Ed supplies us with reams of dollar figures and quotations, all couched in slightly inflammatory prose. The net effect is the picture of a huge rabbinical conspiracy to intimidate America’s food processors into paying this “kosher tax,” all the while keeping the news from us unwitting consumers. Some of Ed’s quotes even come from articles written by rabbis. The problem here is that there is not universal agreement among Jewish groups about all the details of dietary laws, and some rabbis have objected to what they see as the artificially high cost of kosher meats. Ed exploits these disagreements to his own advantage.

A second thing that works in Ed’s favor is the reluctance of a manufacturer of any product, food or non-food, kosher or not, to reveal its cost of doing business, as if the competition would reduce the company to kindling if they found out. Paranoia in the extreme. So the fees paid to rabbis for inspection services are rarely revealed.
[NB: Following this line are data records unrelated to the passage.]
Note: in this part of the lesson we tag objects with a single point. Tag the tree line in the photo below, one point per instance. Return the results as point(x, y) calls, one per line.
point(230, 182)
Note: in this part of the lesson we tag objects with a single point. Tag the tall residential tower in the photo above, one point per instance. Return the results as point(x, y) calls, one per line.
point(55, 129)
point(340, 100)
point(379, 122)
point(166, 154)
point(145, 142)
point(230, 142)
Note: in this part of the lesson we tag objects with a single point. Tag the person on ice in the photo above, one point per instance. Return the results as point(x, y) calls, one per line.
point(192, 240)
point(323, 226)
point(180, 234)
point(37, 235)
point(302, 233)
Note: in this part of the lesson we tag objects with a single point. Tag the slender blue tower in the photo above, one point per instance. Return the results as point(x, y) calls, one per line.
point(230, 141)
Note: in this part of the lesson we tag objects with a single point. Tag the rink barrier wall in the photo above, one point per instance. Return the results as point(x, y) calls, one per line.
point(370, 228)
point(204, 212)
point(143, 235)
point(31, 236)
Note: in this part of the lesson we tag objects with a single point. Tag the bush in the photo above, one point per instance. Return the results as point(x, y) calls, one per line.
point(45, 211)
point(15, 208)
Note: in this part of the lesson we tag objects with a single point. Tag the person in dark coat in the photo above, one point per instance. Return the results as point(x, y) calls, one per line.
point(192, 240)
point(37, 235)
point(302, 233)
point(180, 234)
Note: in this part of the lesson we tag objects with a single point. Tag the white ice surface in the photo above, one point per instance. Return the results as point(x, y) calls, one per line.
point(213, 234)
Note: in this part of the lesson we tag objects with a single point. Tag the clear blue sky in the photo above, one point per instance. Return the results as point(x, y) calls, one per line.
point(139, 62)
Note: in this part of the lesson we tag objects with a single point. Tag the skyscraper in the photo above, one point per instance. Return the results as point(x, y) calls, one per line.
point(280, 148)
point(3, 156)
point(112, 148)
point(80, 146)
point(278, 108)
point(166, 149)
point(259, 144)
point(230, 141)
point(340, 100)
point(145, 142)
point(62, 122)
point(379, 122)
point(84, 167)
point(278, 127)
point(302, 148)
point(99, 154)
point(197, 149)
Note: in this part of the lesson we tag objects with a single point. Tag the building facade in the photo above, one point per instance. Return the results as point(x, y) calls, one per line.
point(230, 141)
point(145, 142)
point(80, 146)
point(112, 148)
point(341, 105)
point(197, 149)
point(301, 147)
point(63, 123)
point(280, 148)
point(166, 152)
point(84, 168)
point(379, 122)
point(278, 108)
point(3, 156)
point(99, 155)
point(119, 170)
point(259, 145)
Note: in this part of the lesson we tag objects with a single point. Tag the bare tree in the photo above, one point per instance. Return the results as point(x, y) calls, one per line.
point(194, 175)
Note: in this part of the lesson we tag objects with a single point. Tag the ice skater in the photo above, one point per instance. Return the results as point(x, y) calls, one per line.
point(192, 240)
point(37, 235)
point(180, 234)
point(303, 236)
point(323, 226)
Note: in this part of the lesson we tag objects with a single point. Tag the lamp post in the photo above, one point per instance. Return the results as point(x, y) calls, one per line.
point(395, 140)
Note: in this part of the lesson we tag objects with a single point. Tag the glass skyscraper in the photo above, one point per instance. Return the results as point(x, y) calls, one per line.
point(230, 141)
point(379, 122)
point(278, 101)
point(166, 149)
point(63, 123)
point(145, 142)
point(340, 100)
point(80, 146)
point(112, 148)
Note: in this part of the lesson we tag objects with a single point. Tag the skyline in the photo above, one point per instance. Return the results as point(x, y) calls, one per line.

The closest I could come was a report in the New York Times that said kosher certification contributes 6.5 millionths of a cent to the price of an individual package of General Foods’ Bird’s Eye-brand frozen food. But Ed takes the manufacturers’ silence as a conspiracy. He ignores the fact that if you asked a company how much the cost of its advertising or packaging contributes to the price of its products, you’d get the same answer — “Buzz off, Bubba.”